The classic image of natural capital is that of open country; our river systems, our woodlands, our mountains and moorlands, the tapestry of fields that cover precious soil resources. Cities are usually distant in this view of natural capital; the remote beneficiaries of an otherwise green, blue and pleasant scene.
This view doesn’t work in our urbanised world. Urban centres are where most people interact with and understand their environment. They are where most people live, learn and gain identity and inspiration. If we can’t apply the notion of natural capital to our cities, the idea might well remain in the hinterland of national thinking and investment. Cities are, after all, rich in all forms of capital – financial, social, built and natural.
This is where the event, Building Prosperous Cities, comes in. The focus of this exciting conference on 27th September is on determining what the added value of natural capital – and its well-established relation ‘green infrastructure’ – means for the planning and management of UK cities. What action will stimulate investment in natural features that are fit for purpose in the light of a changing climate and a growing population? How do we ensure that investment in built infrastructure is encouraged and coordinated, even in times of constrained finances?
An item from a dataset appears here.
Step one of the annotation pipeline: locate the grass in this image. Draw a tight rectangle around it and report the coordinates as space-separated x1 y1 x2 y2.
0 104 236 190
The conference will hear from leading architect and urban planner Professor Tim Stonor, a member of the Lead Expert Group of the Foresight: The Future of Cities study. Environmental economist Ian Dickie from eftec will help us explore the natural capital concept. Alongside this there will be case study presentations and sessions on critical issues such as investment and the monitoring of natural capital and green infrastructure. The aim is that delegates will come away with a clear understanding of what should happen at the city scale to provide natural capital and green infrastructure that is fit for the future.
This is not an event to simply promote the ideas of natural capital and green infrastructure. It is a place to understand different professional perspectives on what the added value is. We’ll ask what can be achieved using the ideas of natural capital and green infrastructure that would otherwise not be possible. Chairpersons Sir Michael Lyons (former CEO of Birmingham City Council) and Anne Selby (Chair of the Local Nature Partnership for Greater Manchester) will help us through this.
We’ll be building on conversations that were started at the Natural Capital Initiative’s Valuing our Life Support Systems II summit in 2014. NCI is a supporting partner in Building Prosperous Cities.